Since free will is the fundamental element of the human being that places him in a realm apart from the rest of Creation, the question of how Hashem could “harden the heart” of Par’oh (e.g. Shemos 9:12) is an obvious one. 

The Rambam’s approach, echoing Resh Lakish in the Midrash (Shemos Rabbah 13:3), is that the king’s own freely chosen initial actions robbed him of his free will, like, one might say, a drug addict’s choice to use heroin might affect his ability to choose to shun it thereafter. The hardening of Par’oh’s heart only began after several plagues.

The Ramban’s and Sforno’s approach is that, on the contrary, the heart-hardening actually gave Par’oh free will. It was but a counterbalance to the will-sapping fear of the plagues. The divine steeling of his resolve was thus a corrective measure, allowing him to exercise his free-willed decision to refuse Moshe and Aharon’s demand. 
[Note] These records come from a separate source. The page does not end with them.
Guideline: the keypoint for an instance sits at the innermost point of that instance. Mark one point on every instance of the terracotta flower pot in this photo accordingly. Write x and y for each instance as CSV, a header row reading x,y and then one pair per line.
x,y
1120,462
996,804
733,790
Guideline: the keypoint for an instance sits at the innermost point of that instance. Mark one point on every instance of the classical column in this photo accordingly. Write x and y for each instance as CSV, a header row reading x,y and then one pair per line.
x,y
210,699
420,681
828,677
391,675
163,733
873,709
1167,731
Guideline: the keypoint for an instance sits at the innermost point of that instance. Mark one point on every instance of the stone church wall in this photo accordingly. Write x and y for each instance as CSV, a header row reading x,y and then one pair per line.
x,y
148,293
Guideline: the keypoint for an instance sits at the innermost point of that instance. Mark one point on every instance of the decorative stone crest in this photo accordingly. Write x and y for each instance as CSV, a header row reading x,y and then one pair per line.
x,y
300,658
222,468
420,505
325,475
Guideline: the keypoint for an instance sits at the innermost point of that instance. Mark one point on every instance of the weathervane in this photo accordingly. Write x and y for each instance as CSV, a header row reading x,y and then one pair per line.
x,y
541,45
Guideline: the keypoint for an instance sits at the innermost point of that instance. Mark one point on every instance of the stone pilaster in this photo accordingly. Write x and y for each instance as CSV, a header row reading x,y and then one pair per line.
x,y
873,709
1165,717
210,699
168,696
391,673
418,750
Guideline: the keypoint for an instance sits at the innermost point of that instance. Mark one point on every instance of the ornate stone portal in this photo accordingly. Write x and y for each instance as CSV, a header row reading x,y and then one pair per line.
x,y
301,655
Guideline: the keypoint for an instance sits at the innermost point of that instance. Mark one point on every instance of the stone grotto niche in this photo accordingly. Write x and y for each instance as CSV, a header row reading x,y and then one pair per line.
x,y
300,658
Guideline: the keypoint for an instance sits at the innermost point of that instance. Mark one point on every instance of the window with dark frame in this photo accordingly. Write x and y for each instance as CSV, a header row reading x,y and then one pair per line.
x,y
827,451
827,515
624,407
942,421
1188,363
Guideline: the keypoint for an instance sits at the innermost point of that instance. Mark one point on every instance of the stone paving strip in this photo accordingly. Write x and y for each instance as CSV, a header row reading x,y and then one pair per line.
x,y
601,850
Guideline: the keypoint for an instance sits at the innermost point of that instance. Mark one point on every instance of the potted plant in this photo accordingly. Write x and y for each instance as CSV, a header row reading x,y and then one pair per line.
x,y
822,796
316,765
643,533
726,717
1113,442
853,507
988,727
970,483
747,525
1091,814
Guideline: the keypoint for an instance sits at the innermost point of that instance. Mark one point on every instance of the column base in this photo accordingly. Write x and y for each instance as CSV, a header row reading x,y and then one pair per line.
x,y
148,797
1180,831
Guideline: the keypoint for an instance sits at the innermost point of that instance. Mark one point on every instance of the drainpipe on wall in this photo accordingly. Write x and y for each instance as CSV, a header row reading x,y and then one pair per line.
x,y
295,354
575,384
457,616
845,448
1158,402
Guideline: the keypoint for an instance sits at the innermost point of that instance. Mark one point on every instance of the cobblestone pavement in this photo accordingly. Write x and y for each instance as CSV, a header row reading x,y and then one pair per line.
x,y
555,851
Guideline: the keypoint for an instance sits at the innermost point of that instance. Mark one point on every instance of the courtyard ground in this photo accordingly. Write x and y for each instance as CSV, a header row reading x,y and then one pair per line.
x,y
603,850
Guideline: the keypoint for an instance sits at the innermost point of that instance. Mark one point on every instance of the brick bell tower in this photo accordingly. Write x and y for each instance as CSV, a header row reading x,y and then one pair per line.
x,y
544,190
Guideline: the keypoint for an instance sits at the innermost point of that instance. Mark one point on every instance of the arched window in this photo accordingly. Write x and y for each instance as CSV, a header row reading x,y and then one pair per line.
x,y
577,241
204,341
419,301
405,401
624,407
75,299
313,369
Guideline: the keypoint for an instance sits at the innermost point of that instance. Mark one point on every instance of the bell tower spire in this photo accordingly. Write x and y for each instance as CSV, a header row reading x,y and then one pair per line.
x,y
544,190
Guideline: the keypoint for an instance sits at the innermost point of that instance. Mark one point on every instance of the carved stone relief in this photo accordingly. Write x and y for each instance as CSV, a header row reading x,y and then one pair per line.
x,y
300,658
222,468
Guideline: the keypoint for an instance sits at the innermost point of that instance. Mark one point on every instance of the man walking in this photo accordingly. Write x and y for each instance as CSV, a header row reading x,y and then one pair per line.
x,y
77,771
Rav Shlomo Yosef Zevin offers an original approach. What the Torah’s statement that Hashem hardened Par’oh’s heart means, says Rav Zevin, that he gave Par’oh an enhanced ability to be stubborn. Like every middah, talent and ability, obstinacy can be channeled toward good or bad (See Rav Ashi’s statement in Shabbos 156a about one born under the influence of Ma’adim: “[He will be] either a bloodletter, or a thief, or a shochet or a mohel.”)

Klal Yisrael, after all, is obstinate, too, an am kshei oref. Obstinacy’s import lies in what one does with it.

So Par’oh’s use of his Hashem-given special stubbornness against Moshe and Aharon and Klal Yisrael was… his choice.